One small union is, in fact, holding these travelers hostage in its own quarrel with its government. But that quarrel is far from a narrow or private one. For the past two years Britain's struggle to control inflation has been based on a rigorous series of wage agreements between the government and the unions. The unions, it should be said, stuck to the agreements with remarkable discipline. But those agreements expired at the beginning this month and, having extended them once, the unions refused to do it again. There followed the uneasy truce that the air controllers have now broken.

The air-transport system is the perfect target for a strike with a political edge to it. Even a small union can create instant chaos, with an impact that a strike in, say, the steel industry would require weeks to achieve. An air strike generates immense publice pressures for a fast settlement. In this country, it was the machinists' 1966 strike against five airlines that did in the Johnson administration's wage guidelines. Last summer, on the eve of the Olympics, the air controllers in Quebec struck over the language issue. Now, in the case of the British controllers, it's a case of setting the government's wage policy in the aftermath of the negotiated compacts.

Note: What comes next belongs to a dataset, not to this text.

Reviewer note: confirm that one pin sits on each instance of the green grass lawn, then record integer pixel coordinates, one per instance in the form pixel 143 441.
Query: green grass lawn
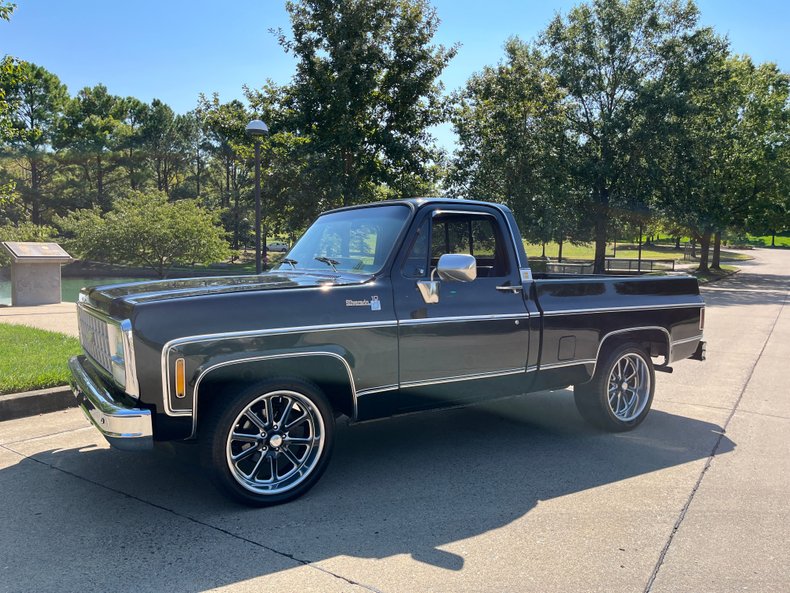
pixel 624 250
pixel 32 358
pixel 713 275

During these two years of restraint on wages, most British families have suffered a decline of considerable dimensions in their purchasing power. Wages recently have been rising only about half as fast as consumer prices. Meanwhile, of course, there has been very little economic growth. Unemployment has continued to rise. The government has lost its majority in Parliament and continues with the tiny Liberal Party. Elections, everyone assumes, are not far off.

All of that makes it a bad time for the govenment to hang on in this challenge to its determinatin - buy an even worse time to let go. As for the weary crowds in the lounges at Heathrow, they can justly complain that they did not ask for this unscheduled excursion into British economic policy. Travel once again turns out to be more educational than the travelers had expected.